3.2.4. Anticiper et saisir les erreurs pour se focaliser sur les apprentissages

Cette forme d’engagement intervient à chaque fois que les enseignants considèrent, soit que la demande d’aide des élèves porte sur une difficulté jugée cruciale en termes d’apprentissage, soit que l’erreur constatée ou à venir est une opportunité pour délivrer ou rappeler des connaissances disciplinaires. A plusieurs reprises les enseignants rappellent en effet qu’ils attendent l’occurrence de certaines erreurs prévisibles. Dans ces moments ils sont particulièrement vigilants et surveillent à distance l’activité des élèves. Lorsqu’ils repèrent une telle opportunité, les enseignants les rejoignent pour leur demander ce qu’ils ont trouvé ou produit et, ou, s’ils perçoivent le décalage entre ce qu’ils font et ce qui a été demandé, et éventuellement, ce qu’ils en pensent. Les préoccupations des enseignants qui s’actualisent lors de ces épisodes sont variées et s’actualisent progressivement sous la forme chronologique suivante: a) les encourager à situer leurs actions au sein de la procédure, b) attirer leur attention sur l’objectif à atteindre, c) les inciter à interroger leur(s) résultat(s), d) leur faire expliciter la difficulté rencontrée, e) accompagner le développement de leur raisonnement, f) les encourager.

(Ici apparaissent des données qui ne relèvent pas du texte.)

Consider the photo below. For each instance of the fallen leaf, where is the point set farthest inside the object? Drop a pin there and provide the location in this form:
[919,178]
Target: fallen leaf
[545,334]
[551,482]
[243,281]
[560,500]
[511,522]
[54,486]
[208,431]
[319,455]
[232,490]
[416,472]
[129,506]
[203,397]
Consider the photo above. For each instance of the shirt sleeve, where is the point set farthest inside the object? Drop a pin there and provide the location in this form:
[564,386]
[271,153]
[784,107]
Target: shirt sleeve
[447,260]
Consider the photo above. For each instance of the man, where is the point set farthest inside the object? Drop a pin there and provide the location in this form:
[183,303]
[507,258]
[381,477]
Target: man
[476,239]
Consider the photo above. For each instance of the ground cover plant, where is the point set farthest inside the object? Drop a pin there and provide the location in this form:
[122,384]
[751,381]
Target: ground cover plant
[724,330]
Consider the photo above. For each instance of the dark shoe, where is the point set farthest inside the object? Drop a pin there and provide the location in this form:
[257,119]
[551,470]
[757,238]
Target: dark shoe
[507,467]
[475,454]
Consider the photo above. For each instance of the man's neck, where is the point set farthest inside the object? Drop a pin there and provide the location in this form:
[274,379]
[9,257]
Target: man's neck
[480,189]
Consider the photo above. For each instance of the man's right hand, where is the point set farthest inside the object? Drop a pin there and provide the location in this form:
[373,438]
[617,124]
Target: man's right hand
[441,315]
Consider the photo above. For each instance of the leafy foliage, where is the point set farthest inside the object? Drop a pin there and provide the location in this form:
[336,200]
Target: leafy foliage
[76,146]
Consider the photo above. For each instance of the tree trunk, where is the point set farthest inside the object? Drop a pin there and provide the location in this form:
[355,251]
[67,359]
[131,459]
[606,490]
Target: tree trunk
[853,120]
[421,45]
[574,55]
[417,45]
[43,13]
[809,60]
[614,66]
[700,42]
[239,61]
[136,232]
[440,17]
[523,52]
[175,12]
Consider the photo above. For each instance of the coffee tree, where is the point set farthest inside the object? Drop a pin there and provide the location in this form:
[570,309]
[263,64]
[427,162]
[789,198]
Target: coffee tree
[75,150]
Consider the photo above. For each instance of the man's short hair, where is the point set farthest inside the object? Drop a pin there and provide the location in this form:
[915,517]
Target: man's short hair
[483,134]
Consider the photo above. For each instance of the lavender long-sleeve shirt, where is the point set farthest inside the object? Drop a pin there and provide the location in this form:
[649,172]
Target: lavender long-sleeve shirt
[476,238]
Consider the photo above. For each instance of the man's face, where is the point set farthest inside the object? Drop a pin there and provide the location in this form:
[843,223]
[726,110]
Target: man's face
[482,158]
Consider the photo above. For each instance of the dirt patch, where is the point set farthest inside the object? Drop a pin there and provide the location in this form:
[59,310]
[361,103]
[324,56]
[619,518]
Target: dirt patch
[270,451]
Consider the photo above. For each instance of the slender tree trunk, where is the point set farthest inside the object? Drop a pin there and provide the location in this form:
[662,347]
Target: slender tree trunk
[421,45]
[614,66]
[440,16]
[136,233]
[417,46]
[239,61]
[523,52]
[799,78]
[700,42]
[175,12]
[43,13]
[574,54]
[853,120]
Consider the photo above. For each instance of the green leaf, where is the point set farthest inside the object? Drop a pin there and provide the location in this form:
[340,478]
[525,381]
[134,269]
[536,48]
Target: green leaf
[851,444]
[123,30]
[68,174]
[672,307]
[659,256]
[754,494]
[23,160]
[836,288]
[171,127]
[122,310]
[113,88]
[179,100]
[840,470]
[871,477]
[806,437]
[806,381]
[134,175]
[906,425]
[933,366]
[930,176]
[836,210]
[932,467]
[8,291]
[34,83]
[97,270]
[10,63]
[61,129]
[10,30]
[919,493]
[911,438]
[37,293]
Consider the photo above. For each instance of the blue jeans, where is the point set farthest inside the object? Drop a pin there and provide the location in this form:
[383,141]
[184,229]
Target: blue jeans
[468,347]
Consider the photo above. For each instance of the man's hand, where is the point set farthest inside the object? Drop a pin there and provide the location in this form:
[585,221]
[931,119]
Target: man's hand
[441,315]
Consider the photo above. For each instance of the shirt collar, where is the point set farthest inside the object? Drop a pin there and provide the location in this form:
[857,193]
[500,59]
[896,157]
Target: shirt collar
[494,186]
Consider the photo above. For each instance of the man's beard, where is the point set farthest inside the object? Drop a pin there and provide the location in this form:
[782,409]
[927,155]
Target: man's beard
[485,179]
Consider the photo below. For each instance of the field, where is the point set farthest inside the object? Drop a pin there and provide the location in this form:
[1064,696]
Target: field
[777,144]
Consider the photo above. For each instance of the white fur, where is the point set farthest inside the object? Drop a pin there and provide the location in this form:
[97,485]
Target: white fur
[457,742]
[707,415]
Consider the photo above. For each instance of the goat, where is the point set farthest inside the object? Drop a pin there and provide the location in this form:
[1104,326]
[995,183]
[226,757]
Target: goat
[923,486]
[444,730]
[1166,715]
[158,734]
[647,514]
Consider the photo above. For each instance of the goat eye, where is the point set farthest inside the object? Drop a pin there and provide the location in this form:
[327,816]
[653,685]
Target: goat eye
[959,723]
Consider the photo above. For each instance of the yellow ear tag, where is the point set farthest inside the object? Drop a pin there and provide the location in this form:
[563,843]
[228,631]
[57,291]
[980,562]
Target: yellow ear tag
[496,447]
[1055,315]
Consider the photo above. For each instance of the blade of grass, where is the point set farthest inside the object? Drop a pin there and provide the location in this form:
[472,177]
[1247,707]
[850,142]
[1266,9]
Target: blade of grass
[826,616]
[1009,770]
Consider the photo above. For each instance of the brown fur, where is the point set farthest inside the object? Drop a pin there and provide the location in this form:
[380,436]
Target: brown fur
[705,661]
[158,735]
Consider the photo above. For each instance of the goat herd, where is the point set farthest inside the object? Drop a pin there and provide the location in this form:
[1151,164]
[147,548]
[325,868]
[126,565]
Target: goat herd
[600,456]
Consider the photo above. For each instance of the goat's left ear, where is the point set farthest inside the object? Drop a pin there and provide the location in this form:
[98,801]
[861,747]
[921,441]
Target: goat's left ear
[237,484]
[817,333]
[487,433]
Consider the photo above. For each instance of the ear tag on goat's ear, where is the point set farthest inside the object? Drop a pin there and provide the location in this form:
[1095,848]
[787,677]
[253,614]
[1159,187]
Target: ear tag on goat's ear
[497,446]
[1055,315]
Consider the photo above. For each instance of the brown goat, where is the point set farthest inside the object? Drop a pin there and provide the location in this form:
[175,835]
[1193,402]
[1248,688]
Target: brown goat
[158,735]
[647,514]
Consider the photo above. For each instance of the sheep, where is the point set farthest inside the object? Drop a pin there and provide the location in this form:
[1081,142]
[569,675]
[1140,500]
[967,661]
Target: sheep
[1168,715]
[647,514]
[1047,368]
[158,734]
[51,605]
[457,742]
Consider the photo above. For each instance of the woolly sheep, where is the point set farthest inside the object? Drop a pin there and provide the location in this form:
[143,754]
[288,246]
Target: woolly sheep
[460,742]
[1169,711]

Cette aide au repérage d’éléments significatifs se fait en désignant, voire en manipulant, les objets, comme le vêtement dans le cadre du PPCP « métiers de la mode ». Ce procédé d’intervention sur les objets favorise l’émergence d’une nouvelle interprétation de la situation par les élèves. L’enseignante souhaitait dans ces moments que les élèves s’engagent dans un débat d’idées au cours duquel elle pouvait les inciter à mobiliser des arguments sollicitant des connaissances plurielles.

De manière générique, les enseignants précisent qu’ils se contentent de poser des questions sur la cohérence des décisions et options prises par les élèves par rapport à leurs intentions. Lors de ces épisodes, les communications des élèves laissent à penser que leurs préoccupations sont congruentes avec celles de l’enseignant pour rechercher une solution conforme à l’objectif de production/TP.

A partir d’une analyse locale de l’articulation des cours d’expérience, les résultats montrent aussi comment, dans le cadre de configurations d’activités, des enseignants expérimentés parviennent à co-construire avec leurs élèves des conditions favorables au développement d’une activité collective orientée par et sur le travail scolaire.